Jordan Peterson doesn't list evolutionary psychology anywhere in his
wikipedia article.  He paints himself as much more of the Carl Jung variety
psychologizer, which makes sense since his PhD is in Clinical Psychology.
Then he tacks on Soren Kierkegaard and Paul Tillich as influences, which
puts him pretty far out there for any kind of psychologist.

His principle work is *Maps of Meaning: The Architecture of Belief *which
looks on the face of it, and on his appeals to its authority, to be a
strong appropriationist claim to understand everyone's belief systems
better than the believers do themselves.  This is why he attacks all his
enemies at the universities, because he has identified postmodernism as
crypto-marxist (ie, they claim to have rejected Marxism, but their maps of
meaning are clearly still Marxist, as his many years of studying
authoritarian thought systems allow him to see).

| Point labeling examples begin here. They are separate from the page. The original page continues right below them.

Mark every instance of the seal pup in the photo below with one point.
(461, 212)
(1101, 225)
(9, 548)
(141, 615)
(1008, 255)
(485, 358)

It's pretty obvious why dialogue with Peterson is awkward for people who do
not grant his assumption that he understands why everyone believes what he
thinks they believe.  Those kinds of people are always awkward partners for
intellectual discussions, they're always telling you to sit down, shut up,
and listen.  It's also clear why his secret decoder ring lectures for
filing political opponents into pigeon holes could collect such a
following, who wouldn't want to know what everyone really believes?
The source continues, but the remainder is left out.